Like many of my fellow Americans, I watched the impeachment debate held on the floor of the United States House of Representatives yesterday.

The debate unfolded quite like I anticipated, as Democrats argued for impeachment while Republicans offered opposition.

However, one moment struck me more than any other. Representative Barry Loudermilk (R-Georgia) made an argument on the House floor that Pontius Pilate afforded more rights to Jesus than Loudermilk’s Democratic colleagues offered President Trump.

Rhetoric that infuses religious narrative into a legal debate often muddies the waters, but Loudermilk’s comment is disturbing on another level.

First, Pontius Pilate was not worried about Jesus’ rights. He was more worried about keeping the peace and favor of Rome.

In other words, by leaving Jesus’ sentencing to the crowd, Pilate was selfishly looking out for himself (Mark 15:1-15).

The call for crucifixion by the crowd and religious leaders provided Pilate with cover.

For Rome, keeping peace at all costs was more important than anyone’s rights, especially the rights of a rogue rabbi from Nazareth.

Therefore, to compare the treatment of Jesus by Pilate to the treatment of President Trump highly misinterprets the biblical narrative and misunderstands the reality of Pilate’s actions toward Jesus.

Second, equating the impeachment of a president with the crucifixion of Jesus demeans the historical and spiritual nature of the cross.

While the impeachment of any president is serious business and should be considered with great care, the outcomes of the scenarios are quite different.

Now that President Trump has been impeached by the House of Representatives, if convicted by the Senate, the president will be removed from office. For Jesus, his conviction meant the worst kind of death imaginable.

Mark reminds us, “And they crucified him, and divided his clothes among them, casting lots to decide what each should take. … At three o’clock, Jesus cried out with a loud voice, ‘Eloi, Eloi, lema sabachthani?’ which means, ‘My God, my God, why have you forsaken me?’” (Mark 15:21-40). Impeachment is NOT crucifixion.

Third, placing the president on the same footing as Jesus appears to be a misguided application of Scripture at best or a blatant heresy at worst.

Christians are often guilty of lifting our elected leaders to divine status when the reality persists they are simply fallible men and women like all of us. President Trump is not Jesus; neither is any other president for that matter.

Blurring the lines between Jesus and a president dangerously elevates humanity to divine status.

To paint such pictures and use such language violates the very first commandment, “You shall have no other gods before me” (including presidents) (Exodus 20:3).

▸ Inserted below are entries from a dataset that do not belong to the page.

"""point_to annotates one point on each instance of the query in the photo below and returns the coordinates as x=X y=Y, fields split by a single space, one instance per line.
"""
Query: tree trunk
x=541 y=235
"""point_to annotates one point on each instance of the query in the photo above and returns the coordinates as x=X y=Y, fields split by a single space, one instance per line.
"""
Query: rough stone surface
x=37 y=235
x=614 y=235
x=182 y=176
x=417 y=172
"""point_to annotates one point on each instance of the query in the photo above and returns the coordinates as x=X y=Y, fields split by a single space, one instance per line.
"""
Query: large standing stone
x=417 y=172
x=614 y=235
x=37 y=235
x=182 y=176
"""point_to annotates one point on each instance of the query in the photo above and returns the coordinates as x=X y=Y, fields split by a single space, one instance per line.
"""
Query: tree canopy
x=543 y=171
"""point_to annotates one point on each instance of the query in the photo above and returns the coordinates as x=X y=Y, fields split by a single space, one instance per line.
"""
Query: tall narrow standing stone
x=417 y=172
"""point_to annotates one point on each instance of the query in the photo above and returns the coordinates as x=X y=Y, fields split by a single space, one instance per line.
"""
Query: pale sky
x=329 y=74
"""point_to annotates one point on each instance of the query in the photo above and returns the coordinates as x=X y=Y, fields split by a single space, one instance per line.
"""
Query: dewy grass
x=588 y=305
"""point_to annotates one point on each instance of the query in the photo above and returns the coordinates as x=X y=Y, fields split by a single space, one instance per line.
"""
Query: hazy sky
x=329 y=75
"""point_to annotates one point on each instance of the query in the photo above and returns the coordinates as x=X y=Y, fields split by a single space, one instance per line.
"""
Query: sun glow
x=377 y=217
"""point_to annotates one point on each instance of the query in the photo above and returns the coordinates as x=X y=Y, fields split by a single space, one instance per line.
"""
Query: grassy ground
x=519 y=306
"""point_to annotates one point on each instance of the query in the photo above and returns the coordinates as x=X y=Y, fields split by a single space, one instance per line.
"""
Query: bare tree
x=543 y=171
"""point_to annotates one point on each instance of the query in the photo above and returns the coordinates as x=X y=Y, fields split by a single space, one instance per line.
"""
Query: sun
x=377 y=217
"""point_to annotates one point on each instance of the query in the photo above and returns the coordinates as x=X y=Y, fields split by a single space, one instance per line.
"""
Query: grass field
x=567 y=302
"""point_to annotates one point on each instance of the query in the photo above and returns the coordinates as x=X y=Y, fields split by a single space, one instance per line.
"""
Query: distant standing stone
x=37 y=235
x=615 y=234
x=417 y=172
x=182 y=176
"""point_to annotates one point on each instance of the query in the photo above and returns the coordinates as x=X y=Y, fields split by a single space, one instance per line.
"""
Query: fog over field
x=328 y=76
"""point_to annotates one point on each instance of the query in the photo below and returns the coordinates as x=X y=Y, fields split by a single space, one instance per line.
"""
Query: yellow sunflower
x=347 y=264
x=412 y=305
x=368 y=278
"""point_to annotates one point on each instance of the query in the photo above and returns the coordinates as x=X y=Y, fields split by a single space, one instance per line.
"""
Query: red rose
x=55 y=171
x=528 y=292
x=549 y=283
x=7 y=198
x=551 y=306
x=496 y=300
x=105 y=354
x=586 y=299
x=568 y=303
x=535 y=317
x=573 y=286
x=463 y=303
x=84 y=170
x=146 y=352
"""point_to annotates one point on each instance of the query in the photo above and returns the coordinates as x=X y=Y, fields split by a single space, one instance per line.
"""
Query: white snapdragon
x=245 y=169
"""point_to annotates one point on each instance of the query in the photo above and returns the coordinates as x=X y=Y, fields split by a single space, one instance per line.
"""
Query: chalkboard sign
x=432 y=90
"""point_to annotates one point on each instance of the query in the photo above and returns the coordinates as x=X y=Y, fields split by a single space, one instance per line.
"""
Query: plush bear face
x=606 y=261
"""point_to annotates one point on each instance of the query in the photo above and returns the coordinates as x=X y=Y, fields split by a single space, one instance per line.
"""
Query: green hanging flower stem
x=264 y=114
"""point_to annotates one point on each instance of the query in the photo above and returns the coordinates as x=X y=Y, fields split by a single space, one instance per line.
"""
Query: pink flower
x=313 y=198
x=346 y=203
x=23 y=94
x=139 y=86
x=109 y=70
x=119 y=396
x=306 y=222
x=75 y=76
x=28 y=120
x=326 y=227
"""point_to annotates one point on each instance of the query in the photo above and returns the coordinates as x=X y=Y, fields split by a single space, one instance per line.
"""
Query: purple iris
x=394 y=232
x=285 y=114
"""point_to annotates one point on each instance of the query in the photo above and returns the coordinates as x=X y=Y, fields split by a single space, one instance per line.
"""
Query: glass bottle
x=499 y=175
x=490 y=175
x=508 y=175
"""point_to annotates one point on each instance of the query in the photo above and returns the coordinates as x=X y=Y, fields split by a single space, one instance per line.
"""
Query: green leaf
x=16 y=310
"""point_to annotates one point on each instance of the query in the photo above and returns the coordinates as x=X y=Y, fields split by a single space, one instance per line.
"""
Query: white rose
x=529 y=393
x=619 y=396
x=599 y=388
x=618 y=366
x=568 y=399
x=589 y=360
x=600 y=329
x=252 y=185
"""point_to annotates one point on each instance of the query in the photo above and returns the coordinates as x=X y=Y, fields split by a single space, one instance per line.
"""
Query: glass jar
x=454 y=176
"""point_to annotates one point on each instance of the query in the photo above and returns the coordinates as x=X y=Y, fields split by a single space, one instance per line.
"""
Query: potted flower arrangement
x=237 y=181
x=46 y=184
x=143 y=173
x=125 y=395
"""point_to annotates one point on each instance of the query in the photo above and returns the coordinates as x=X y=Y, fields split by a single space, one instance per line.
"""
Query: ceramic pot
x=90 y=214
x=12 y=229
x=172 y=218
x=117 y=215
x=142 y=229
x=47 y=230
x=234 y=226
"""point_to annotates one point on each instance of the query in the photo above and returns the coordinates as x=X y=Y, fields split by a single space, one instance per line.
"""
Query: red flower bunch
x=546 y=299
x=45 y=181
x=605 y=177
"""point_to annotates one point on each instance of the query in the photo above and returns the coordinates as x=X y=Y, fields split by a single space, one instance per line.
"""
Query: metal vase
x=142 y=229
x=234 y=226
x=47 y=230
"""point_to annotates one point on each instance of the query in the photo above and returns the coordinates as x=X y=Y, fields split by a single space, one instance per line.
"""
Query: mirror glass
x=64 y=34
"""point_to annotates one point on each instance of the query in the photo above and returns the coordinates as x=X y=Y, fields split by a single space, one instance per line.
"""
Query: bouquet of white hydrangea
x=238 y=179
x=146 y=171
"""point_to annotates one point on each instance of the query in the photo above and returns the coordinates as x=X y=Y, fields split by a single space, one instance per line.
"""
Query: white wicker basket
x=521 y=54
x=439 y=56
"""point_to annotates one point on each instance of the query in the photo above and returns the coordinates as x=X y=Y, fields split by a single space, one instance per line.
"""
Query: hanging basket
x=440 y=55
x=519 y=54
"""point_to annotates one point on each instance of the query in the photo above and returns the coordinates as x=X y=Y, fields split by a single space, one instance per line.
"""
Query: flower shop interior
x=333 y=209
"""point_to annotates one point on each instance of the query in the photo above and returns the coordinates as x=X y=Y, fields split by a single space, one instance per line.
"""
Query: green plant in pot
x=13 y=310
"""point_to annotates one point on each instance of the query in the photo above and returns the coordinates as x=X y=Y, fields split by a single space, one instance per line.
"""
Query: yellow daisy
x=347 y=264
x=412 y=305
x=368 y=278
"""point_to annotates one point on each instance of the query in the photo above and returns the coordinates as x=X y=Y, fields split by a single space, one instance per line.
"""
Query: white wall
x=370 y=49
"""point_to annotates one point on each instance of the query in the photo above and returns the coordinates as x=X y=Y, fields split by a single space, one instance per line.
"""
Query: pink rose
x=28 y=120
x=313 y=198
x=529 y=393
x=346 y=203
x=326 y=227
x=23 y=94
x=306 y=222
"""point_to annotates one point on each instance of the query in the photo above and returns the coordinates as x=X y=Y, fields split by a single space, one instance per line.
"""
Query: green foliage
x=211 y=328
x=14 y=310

In the New Testament, Paul argued for the supremacy of Jesus when he wrote, “Therefore, God also highly exalted him and gave him the name that is above every name, so that at the name of Jesus every knee should bend, in heaven and on earth and under the earth, and every tongue should confess that Jesus Christ is Lord, to the glory of God the Father” (Philippians 2:9-11).

As much as we admire our elected officials and want to maintain political power, we cannot afford to equate the impeachment of any elected official with the Passion of Jesus. Jesus is much more valuable to the world than any president.

There is a reason first-century Christians referred to Jesus as the “King of kings, and Lord of lords” (1 Timothy 6:15) but it had nothing to do with the impeachment of a president.

If the leaders of the world really wanted to follow Jesus, they would embrace his teachings and care for the people who meant the most to him.

Again, Paul in Philippians writes, “Though he was in the form of God, did not regard equality with God as something to be exploited, but emptied himself, taking the form of a slave, being born in human likeness. And being found in human form, he humbled himself and became obedient to the point of death – even death on a cross” (Philippians 2:6-8).

We all need to breathe this week, emptying ourselves of pride and hubris. We need to pray for our elected officials, including our president, as they work through the impeachment process.

More than anything, though, we need to remember to mind our rhetoric, knowing presidents are fallible people – and Jesus is Lord.